Indie Music Discovery, Vol. 2
Check out WBRU's top Indie picks.
By Naomi Shammash
Devil Town, Cavetown
This song brings you back to the 2000s of punk pop. Its lyrics are worth paying attention to – they bring a kind of emo and humorous tone to the song. “Mum and daddy aren’t in love / That’s fine, I’ll settle for two birthdays”. It’s easy to imagine the narrator as an angsty teen that portrays coldness but is tender at heart, saying, ‘Spiders in your favorite shoes / Just leave them ’cause they’re more scared of you”. Listen to this and you get to picture yourself at 14 (for better or for worse).
Faith Healer, Julien Baker
This song gives us Julien Baker, as always, emotionally raw and evocative. Her singing is soft but belies a strong undercurrent of desperation. “Faith Healer” begins slow but picks up with drums, giving the song a more resonant and full sound. She asks a faith healer (someone who believes that they can heal people using the power of religious faith) to make her feel something, despite knowing that it won’t work – “Oh, faith healer come put your hands all over me… I’ll believe you if you make me feel something”.
Washing Machine Heart, Mitski
Here at Brown University, we were lucky to see Mitski perform this song live in spring 2019. Every romantically lonely person who listens to indie music has heard Mitski. This particular song depicts a narrator who’s desperate for love to the point that she doesn’t care if her lover tosses their dirty shoes in her “washing machine heart”; in other words, she’s willing to be her lover’s emotional dumping ground for the purpose of bettering them even if it hurts her. For healthy relationships, maybe don’t look to Mitski. But the song sure is good.
help herself, bbno$ & Diamond Pistols
Canadian rapper bbnos$ teams up with the producer Diamond Pistols on this track, which feels like a sped-up lo-fi song. The narrator admits his relationship failures, but even so he can’t stop thinking about his ex and going back to her. Instead of desperation, there’s just fairly ambivalent acceptance. This song feels a lot like laying on your back and watching the clouds pass by, all the while knowing that you have work to do but you don’t want to get up.

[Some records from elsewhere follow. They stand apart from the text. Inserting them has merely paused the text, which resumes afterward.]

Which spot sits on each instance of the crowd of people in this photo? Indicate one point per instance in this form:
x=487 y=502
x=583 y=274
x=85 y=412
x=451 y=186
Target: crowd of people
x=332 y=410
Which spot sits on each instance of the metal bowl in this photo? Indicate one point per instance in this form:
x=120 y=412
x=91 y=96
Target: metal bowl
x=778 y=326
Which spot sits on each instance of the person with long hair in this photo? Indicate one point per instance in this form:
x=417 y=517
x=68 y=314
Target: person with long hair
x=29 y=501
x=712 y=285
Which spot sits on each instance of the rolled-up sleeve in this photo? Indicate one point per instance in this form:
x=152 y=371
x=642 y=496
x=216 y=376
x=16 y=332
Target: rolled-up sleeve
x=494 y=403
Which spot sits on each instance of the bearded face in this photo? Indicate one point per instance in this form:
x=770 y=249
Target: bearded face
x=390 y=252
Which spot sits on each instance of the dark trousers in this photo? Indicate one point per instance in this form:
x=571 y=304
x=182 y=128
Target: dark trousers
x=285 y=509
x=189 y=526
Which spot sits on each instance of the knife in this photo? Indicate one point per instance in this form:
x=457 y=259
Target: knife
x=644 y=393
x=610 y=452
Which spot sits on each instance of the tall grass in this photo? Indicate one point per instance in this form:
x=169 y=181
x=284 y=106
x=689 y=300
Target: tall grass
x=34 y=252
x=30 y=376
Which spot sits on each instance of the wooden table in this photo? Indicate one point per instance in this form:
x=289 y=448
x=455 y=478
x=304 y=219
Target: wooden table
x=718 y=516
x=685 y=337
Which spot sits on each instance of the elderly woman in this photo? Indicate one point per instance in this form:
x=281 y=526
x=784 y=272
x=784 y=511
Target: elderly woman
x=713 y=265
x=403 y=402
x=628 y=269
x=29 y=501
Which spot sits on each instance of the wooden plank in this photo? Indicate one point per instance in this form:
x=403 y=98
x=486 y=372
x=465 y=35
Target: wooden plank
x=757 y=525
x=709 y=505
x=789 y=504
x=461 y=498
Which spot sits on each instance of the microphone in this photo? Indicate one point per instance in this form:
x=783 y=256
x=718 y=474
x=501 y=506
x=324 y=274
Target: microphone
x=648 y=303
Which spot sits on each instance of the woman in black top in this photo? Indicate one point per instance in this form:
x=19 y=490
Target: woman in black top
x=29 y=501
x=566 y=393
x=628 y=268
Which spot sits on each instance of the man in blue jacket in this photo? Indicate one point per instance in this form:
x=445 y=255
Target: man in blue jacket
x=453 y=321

Waiting on a War, Foo Fighters
This Foo Fighters song is from their 2021 album “Medicine at Midnight”. They want to believe that there’s more to life than waiting for the other shoe to drop, but they aren’t so sure. The song speeds up towards the end, giving the listener a sense of the anxiety that’s reflected in the lyrics. The first line, “I’ve been waiting on a war since I was young / Since I was a little boy with a toy gun” speaks to American culture and the romanticization of war. Sometimes violence can seem inevitable, but the Foo Fighters are hoping it isn’t.
Rocky, Still Woozy
“Rocky” is the 14th song Still Woozy has released in his 4-year career, a single just like most of the rest. But this time, it’s a song from an upcoming album – his first one. This song, just like the rest of his work, is exemplary of the lo-fi indie dreampop sound. We’re excited to hear Still Woozy’s new album, and in the meantime, we’re enjoying this lead single.